The Time Is Now to Ask Your Foodservice Provider to Subtract Added Sugar

sugar

There’s no more “sugar coating it” – the May 2016 debut of the revised Nutrition Facts food label is shining a spotlight on sugars added during food processing to increase sweetness, enhance flavor and increase product shelf-life.  Unlike naturally occurring sugar such as lactose and fructose, added sugars absorb rapidly in the body and tend to cause spikes in blood sugars.

“When large amounts of energy are dumped into the blood stream, the body has difficulty managing and converts the excess energy to fat storage,” explained Jenny Overly, Unidine’s Director of Nutrition, Health and Wellness. “This metabolic process leads to weight gain.”

The FDA’s recommendations are intended to highlight the connection between diet, obesity and chronic diseases such as heart disease and diabetes.  The goal is to increase consumer awareness of added sugars in processed and packaged products and encourage healthier selections.

While the new FDA guidance does not go into effect until mid-2018, foodservice operators can take the lead by providing enhanced nutritional information and offering lower-sugar options. Overly offers the following suggestions:

  1. Save the Savory – Commercial mustard, barbecue sauce, salad dressings and tomato sauce generally all have added sugars. “Ask your dining services team to purchase savory products without added sugars, or better yet, make their own,” Overly said. She indicated that Unidine culinary teams are generally able to reduce sugar in condiments, dressings and sauces by 1/3 to 1/2 without impacting overall flavor.
  2. Smart Labeling – Although scratch cooking is not subject to the same FDA labeling requirements, customers should have easy access to the nutritional information for items served. Consider a wellness program that allows guests to easily identify healthful selections. Overly cautions not to cast the healthy menu items as diet food. Unidine provides client partners with a healthful menu extension called OhSoGood that includes entrees, breakfast items and desserts.  A simple green OhSoGood logo identifies these flavorful and healthy menu options.
  1. Beverage Blunders – It is widely acknowledged that a majority of beverage selections are high in added sugars with a 20 ounce bottled soda containing as much as 16 teaspoons of sugar. Overly suggests challenging the foodservice team to reduce sugar-sweetened beverages to 25% of total stocked beverages. Fresh teas and fruit-infused waters can provide stealth health without drawing a lot of attention to the decreased availability of sugar-sweetened beverages.
  1. Packaged Persistence – If your café stocks pre-packaged snacks and items to-go, request that the selection begin to reflect decreased offerings with added sugar to help change behavior. “Even before the new label begins appearing, a foodservice manager can look at the ingredient list and identify if sugar was added in any form,” Overly said. “Don’t forget ingredients are listed in order from highest to lowest concentration.”
  1. Make it Fresh – Cooking with real, fresh ingredients versus serving pre-made entrees, dressings and desserts will significantly reduce the amount of added sugar in the diet. Culinary teams can choose to create recipes that incorporate fresh fruits, vegetables, grains and low-fat protein options to offer satisfying, nutritionally-dense, flavorful menu items. “Just being fully satisfied from a meal decreases the cravings for sugary items,” Overly explains. Here is a checklist you can use to inspect your storage room, refrigerator and freezer and assess your dining program.

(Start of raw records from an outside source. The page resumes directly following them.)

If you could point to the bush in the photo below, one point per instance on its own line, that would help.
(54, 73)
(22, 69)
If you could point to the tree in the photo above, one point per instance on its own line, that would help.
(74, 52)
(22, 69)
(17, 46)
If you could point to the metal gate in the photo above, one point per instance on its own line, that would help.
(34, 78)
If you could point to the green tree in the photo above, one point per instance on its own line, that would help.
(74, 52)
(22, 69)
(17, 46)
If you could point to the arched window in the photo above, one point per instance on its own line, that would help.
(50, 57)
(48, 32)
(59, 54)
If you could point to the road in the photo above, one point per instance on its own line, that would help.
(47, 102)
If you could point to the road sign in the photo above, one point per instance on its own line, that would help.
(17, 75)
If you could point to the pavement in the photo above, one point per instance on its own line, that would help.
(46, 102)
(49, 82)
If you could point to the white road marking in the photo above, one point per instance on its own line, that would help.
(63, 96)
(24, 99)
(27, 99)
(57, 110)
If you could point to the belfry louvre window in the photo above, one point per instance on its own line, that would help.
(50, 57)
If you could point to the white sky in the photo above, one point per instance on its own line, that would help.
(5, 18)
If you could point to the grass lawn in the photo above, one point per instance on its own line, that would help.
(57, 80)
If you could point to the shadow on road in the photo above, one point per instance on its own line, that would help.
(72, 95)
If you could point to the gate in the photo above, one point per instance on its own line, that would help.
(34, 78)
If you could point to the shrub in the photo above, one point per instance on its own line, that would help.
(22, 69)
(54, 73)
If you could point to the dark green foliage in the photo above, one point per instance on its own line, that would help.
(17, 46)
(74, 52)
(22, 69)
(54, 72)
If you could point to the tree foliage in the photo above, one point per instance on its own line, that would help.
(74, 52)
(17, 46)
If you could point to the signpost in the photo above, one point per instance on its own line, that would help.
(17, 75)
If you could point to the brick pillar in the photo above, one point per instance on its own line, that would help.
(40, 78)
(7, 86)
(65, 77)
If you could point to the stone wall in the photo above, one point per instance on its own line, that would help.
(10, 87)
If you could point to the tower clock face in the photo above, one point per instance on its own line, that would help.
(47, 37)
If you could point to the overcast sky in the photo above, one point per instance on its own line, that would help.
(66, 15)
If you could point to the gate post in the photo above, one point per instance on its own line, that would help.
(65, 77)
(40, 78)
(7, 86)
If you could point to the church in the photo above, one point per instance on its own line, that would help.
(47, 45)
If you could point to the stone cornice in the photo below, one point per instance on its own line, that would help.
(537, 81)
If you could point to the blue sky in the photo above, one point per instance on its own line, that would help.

According to the American Heart Association, Americans consume about 23 tsp of sugar per day while the association recommends added sugar is limited to 6 tsp (100 calories) for women and 9 tsp (150 calories) for men per day. “My hope is that the labeling changes will encourage food manufacturers to reduce the amount of added sugars in their products,” Overly explained. In the meantime, a concerted effort by the foodservice industry can go a long way towards changing behavior to combat obesity and chronic disease.